TWO MULES FOR SISTER SARA

TWO TWO MULES FOR SISTER R SARA

TWO MULES FOR SISTER SARA

director: Don Siegel; screenwriters: Albert Maltz/Budd Boetticher; cinematographer: Gabriel Figueroa; editors: Juan Jose Marino/Robert F. Shugrue; cast: Shirley MacLaine (Sister Sara), Clint Eastwood (Hogan), Manolo Fabregas (Col. Beltran), Alberto Morin (Gen. LeClaire); Runtime: 116; Universal/Malpaso; 1969)

“It’s all predictable and formulaic; it could have used a big time rewrite.”

Reviewed by Dennis Schwartz

Siegel misfired with this mild Western comedy.
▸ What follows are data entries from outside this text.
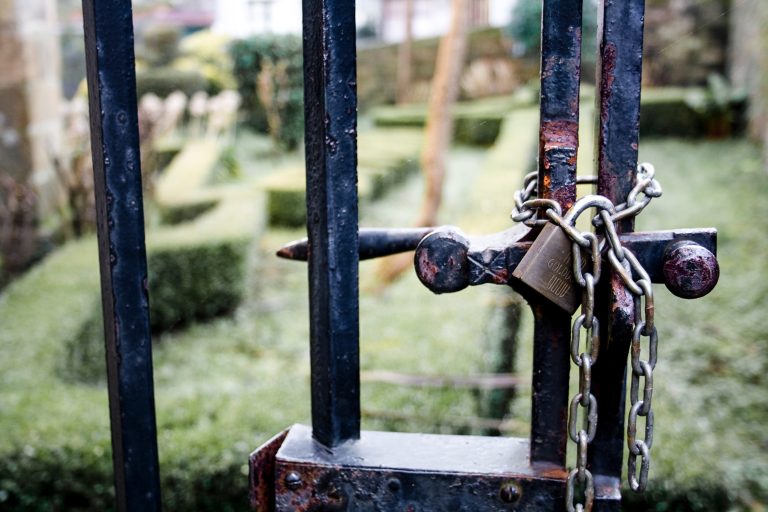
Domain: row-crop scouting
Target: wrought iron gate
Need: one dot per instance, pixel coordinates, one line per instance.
(333, 465)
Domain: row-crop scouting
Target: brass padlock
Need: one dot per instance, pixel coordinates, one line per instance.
(547, 267)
The film was hampered by a dull story and an uninteresting performance by Shirley MacLaine, playing a nun hiding the fact that she’s a prostitute. The film tries to get by solely on the unique relationship of Sister Sara (Shirley) and a wanderer in the desert, Hogan (Eastwood). They meet when she’s about to get robbed of her valuable silver cross and is almost raped by three drunken bandits, as Hogan comes by and rescues her — killing the three of them in the process. His only shock, after seeing her semi-nude, is when she gets dressed and finds out that she’s a nun. A typical Eastwood cowboy scene unfolds, played in Clint’s graceful languid style, as he puffs on his cigar, quietly snarls, and does what the filmmaker hopes most in the audience would love to do in real-life if they didn’t feel restrained by convention.
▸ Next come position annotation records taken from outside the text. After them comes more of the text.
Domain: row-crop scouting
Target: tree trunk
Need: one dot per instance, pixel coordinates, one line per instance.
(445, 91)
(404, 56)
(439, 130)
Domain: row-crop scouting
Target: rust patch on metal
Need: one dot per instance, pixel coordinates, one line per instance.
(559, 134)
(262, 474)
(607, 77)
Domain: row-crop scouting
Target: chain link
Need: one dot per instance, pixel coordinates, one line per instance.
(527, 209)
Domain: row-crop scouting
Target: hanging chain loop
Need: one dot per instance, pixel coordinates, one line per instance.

The two end up going in the same direction across the unsafe desert, when they both realize they have a common interest. Hogan’s a soldier of fortune willing to sell himself to the highest bidder, which in this case is the Spanish guerrillas fighting the Mexican Revolution against the French cavalry. He is promised gold if he reaches the guerrilla headquarters in Santa Maria and helps them in their fight. Sister Sara, riding on her mule in her sister’s habit, claims to be helping the guerrillas for idealistic reasons, and that she is wanted by the French for aiding the guerrilla cause.

Hogan kills a rattlesnake, fights the temptation of sex with the beautiful nun by remembering that she’s a nun, and helps her elude the French cavalry who are on her trail. Sara tells him in minute detail about the French garrison, saying she used to give the soldiers Spanish lessons there and knows every square inch of it.
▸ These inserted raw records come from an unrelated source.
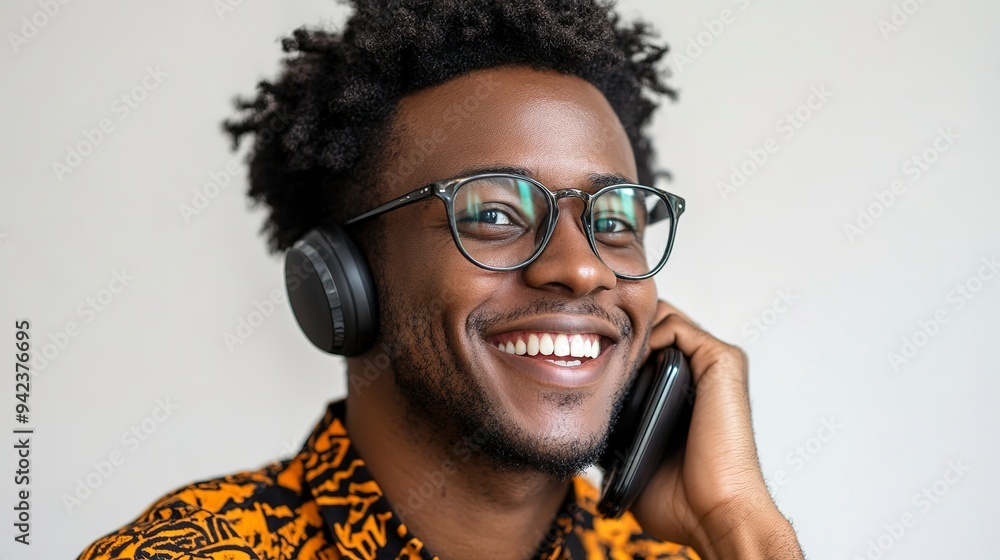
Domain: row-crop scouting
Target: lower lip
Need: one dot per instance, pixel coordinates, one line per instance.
(543, 371)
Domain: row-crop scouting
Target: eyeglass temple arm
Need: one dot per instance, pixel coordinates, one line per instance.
(409, 198)
(660, 211)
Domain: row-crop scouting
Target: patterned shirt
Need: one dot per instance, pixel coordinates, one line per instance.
(323, 504)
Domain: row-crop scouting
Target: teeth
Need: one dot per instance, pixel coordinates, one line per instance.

When they meet the guerrilla leader, Col. Beltran (Fabregas), they stock up on dynamite and plan for the attack on the French fort on their Independence Day. Meanwhile they go to meet a train with a shipment of arms for the French, but Hogan gets an arrow in him as the Yaqui Indians attack. Sara takes 15-minutes of film time to take it out, and since Hogan’s shoulder is weak she must climb the trestle to plant the dynamite that they will use to blow up the train.

The climax is an advertisement for mindless violence, as Hogan and the guerrillas infiltrate the fort with a Mexican Trojan Horse and dynamite the place to gain entry. Once inside they machete the soldiers, make them into human torches, or just shoot them. At last, Hogan finds out Sara’s true calling in the oldest profession and plunges into her bubble bath with his hat on. It’s all predictable and formulaic; it could have used a big time rewrite.